Eyeballing...there is a slight downward tendencey of time towards the MLR (1.0) condition.

In [19]:

# We also perfomed a t-test (paired because our within-participants design) to 
# check robustness
t.test(T_log, data$Condition, paired = TRUE, alternative = "two.sided")

	Paired t-test

data:  T_log and data$Condition
t = 73.028, df = 163, p-value < 2.2e-16
alternative hypothesis: true difference in means is not equal to 0
95 percent confidence interval:
 5.668718 5.983796
sample estimates:
mean of the differences 
               5.826257

The t-test also confirms the result is highly significant! The t-test shows that the two groups differ significatnly from each other $t(163) = 73.02, p < 0.001$

In [20]:

# before we carry on, lets have a look if there is a difference of timing in terms of the 
# documents. First the box plot:
boxplot(T_log~data$PDF)

In [25]:

#Also looking at the order here First the box plot:
boxplot(data$Time~data$Order, xlab="Order of the Documents", ylab="Time in Seconds", main="Overall Time by Order")
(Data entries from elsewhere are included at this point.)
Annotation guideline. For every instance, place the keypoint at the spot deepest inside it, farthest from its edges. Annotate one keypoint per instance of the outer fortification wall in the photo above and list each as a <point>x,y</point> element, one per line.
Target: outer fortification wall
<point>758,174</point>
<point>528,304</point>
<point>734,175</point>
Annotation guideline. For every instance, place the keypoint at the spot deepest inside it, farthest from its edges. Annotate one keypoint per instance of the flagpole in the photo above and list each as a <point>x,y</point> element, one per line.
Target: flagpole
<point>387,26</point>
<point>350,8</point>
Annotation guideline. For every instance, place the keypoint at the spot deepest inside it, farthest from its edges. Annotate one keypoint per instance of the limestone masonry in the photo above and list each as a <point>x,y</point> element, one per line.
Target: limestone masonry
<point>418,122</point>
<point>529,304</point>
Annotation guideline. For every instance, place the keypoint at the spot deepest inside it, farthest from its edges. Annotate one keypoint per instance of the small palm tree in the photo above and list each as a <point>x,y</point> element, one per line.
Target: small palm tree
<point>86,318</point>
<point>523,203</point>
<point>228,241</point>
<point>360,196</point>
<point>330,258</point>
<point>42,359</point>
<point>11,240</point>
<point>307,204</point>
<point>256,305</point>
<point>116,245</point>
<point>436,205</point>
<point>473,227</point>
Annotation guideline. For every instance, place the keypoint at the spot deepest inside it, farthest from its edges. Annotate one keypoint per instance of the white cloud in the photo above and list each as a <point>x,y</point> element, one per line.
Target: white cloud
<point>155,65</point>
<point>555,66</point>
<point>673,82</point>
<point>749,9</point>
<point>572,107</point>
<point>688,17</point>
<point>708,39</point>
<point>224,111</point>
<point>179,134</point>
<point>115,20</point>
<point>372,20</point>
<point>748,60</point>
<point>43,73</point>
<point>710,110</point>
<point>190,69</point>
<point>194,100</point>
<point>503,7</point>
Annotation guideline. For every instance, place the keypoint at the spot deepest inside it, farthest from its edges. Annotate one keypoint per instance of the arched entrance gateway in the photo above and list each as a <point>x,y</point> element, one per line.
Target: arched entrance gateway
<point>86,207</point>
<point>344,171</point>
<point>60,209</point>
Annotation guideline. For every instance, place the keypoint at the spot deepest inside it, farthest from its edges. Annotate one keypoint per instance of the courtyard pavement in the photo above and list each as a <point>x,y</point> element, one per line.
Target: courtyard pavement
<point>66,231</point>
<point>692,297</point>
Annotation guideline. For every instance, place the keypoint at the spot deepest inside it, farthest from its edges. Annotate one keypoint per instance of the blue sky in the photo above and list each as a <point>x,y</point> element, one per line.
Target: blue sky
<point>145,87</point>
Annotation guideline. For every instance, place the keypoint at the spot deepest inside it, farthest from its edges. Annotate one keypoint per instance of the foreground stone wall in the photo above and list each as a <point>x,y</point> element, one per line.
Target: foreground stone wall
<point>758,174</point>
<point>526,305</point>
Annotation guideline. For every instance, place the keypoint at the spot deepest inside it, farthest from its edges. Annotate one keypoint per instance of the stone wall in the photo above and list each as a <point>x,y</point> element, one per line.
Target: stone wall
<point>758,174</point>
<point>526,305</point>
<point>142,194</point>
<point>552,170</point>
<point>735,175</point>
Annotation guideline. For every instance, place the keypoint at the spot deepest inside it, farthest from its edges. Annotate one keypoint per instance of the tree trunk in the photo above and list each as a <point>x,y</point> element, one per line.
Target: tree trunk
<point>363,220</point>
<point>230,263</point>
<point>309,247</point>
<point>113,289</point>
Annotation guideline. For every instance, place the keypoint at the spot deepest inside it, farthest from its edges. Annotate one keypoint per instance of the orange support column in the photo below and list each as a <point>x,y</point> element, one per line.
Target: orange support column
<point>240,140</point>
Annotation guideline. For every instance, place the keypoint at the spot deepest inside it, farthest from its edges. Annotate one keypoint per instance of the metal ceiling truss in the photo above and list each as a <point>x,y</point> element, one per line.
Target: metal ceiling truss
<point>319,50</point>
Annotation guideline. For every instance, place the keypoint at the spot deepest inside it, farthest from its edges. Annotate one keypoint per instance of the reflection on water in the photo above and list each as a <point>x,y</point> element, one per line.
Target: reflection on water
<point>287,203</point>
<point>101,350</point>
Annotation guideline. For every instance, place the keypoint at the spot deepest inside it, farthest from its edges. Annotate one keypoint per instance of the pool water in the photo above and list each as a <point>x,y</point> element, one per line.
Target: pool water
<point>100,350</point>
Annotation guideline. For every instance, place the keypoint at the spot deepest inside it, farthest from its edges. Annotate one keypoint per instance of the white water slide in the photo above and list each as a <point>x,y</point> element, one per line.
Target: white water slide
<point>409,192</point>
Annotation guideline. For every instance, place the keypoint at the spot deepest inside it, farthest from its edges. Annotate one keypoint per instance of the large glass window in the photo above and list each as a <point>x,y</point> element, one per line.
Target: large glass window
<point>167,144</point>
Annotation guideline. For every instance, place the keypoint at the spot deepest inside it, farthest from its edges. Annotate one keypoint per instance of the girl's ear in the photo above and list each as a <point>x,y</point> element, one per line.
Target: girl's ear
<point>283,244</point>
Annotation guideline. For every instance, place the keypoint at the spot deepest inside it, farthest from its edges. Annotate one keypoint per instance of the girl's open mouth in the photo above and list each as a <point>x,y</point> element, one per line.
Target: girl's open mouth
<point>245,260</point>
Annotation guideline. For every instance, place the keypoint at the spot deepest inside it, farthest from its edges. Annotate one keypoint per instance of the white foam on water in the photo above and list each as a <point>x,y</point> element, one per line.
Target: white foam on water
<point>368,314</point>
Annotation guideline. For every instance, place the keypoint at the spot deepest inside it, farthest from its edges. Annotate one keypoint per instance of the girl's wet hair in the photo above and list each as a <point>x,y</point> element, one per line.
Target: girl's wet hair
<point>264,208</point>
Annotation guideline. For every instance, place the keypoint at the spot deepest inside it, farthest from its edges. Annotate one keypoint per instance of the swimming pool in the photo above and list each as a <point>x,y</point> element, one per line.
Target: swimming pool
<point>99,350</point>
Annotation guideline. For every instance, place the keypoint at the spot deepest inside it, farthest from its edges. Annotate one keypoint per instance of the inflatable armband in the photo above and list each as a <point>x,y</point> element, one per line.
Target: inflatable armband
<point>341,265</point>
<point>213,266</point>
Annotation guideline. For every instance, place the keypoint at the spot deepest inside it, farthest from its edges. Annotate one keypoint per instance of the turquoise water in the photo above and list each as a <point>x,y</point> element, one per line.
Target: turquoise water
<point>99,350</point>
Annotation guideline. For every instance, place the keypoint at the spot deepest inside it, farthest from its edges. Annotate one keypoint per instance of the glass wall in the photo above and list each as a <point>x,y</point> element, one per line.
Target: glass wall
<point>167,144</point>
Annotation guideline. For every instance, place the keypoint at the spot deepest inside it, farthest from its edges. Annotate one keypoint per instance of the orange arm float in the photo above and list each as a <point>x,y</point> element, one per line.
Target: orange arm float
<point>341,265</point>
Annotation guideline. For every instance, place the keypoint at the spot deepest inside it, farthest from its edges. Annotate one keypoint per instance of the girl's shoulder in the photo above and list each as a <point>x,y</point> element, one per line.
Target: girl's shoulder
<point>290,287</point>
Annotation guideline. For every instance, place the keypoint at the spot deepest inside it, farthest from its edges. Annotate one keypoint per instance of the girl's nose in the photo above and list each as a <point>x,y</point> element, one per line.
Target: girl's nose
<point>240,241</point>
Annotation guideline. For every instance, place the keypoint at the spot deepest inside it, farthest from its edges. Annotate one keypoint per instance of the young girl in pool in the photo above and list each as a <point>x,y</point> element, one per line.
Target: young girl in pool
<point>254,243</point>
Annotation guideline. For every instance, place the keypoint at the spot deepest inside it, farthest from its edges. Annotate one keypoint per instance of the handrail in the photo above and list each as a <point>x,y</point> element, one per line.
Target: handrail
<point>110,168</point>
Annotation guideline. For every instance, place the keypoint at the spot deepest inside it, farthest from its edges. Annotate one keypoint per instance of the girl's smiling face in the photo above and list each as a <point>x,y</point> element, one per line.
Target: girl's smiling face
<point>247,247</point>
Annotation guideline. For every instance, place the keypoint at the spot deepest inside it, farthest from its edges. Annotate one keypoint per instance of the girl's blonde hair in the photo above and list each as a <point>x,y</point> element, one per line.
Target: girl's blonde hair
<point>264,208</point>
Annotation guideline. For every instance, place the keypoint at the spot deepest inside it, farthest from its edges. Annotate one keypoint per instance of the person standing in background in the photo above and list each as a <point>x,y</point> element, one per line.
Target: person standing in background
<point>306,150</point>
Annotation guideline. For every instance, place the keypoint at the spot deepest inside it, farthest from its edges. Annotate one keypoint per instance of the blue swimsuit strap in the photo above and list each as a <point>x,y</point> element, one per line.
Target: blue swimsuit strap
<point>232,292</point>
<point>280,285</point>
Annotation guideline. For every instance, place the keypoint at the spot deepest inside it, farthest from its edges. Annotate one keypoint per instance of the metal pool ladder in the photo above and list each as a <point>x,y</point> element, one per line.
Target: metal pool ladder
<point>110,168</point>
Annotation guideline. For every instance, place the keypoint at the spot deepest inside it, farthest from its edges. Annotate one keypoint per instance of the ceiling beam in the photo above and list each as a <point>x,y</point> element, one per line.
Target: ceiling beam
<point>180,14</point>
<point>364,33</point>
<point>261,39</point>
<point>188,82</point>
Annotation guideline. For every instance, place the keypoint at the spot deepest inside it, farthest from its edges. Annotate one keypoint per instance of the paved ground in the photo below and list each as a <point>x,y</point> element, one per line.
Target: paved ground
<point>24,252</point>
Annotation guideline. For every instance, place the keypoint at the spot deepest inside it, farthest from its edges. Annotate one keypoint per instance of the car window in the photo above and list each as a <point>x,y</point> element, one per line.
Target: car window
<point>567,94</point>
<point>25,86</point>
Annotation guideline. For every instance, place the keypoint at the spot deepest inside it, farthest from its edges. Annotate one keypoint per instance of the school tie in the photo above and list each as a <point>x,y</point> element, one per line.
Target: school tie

This nicely shows the incease in time spent on a PDF from the 1st Document participants see to the 4th.

In [23]:

# Now the same plot in time (Log scale) and separated by condition 
boxplot(T_log~data$Order*data$Condition, xlab='0.X = Manual conditions, 1.X = Semi-Automated conditions', ylab="Time in Seconds (Log)", main='Order by Time Separated by Condition')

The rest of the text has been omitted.